Exploring the Italian Riviera
A short train ride from Nice offers dramatic sea views on your way to Santa Margherita. An ideal off-season Italian Riviera town that’s literally walking distance to trendy Portofino on the Ligurian Sea. Bars, cafes, and restaurants are scattered along the seafront of this pedestrian-friendly town at the edge of the Gulf of Tigullio. The weather in Nice, Italy is mild during the winter months. Hotels on the water are reasonable and best of all you’ll have the place to yourself. During the Summer months, this area gets slammed with beachgoers.
A stroll through town will provide you with some lovely examples of art nouveau architecture and trompe l’oeil. This is still a fishing village, so don’t miss the afternoon ritual when the fishermen row toward shore in their brightly painted wooden boats to unload their catch amid eager restaurant owners and locals.
Around the bend lies Portofino, Italy. With its gaily colored, multi-tiered villas resembling birthday cakes clutching the verdant hillsides, the tiny harbor village looks as precious as a movie set. It’s not surprising since, for decades, this miniature fishing village has hosted its share of celebs, especially in the summer.
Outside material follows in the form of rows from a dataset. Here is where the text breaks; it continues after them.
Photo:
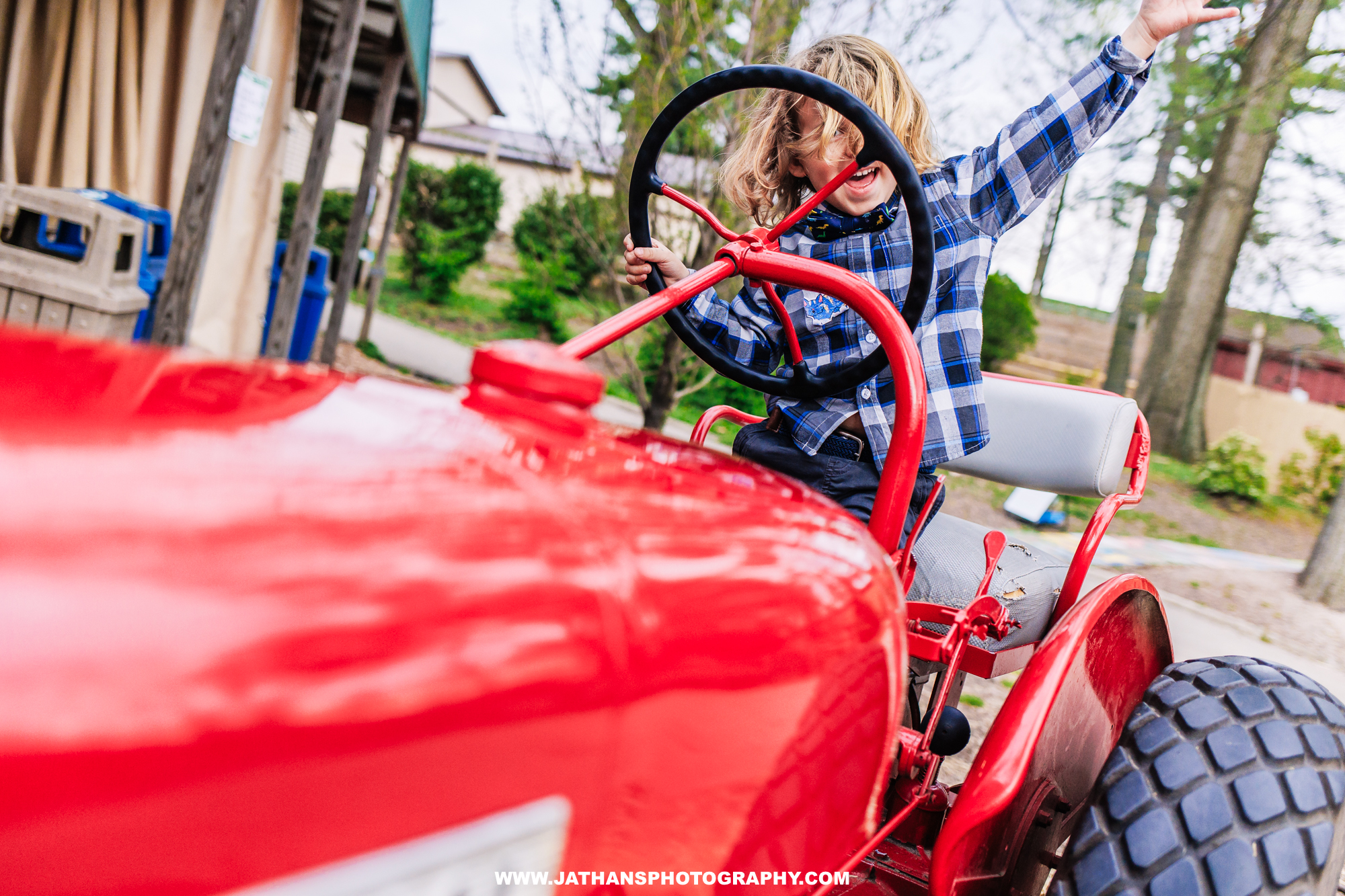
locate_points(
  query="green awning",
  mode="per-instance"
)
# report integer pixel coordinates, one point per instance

Portofino is ideal for an afternoon of meandering through ancient gardens, sharing a glass of wine near the beach, and getting in a little high-priced shopping. Walk around the curvy road that hugs the sea to get to Portofino from Santa Margherita.
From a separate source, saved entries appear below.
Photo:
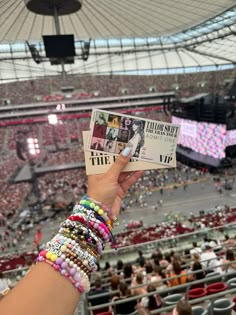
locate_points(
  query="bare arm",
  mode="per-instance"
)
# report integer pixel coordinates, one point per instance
(43, 290)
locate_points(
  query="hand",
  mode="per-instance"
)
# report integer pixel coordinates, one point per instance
(110, 188)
Don’t miss a visit to San Fruttuoso if you appreciate an experience out of the norm. You can’t drive in, instead, you can make the nearly three-hour hike over the hills if you have a rugged constitution, or you can relax on a 30-minute ferry ride from Santa Margherita. San Fruttuoso occupies a thumbprint of a cove beneath a mountainous bit of coastline. The isolated place has an eerie feel in the winter, which is part of its charm. It’s home to an ancient Benedictine monastery — a blend of Romanesque and medieval architecture — which sits at the water’s edge. The monastery still holds the burial vaults of the Doria family, leading aristocrats of Genoa. Another popular site in San Fruttuoso is the original bronze statue of Christ of the Abyss. However, you’ll have to get into your diving gear because it’s submerged offshore about 50 feet deep.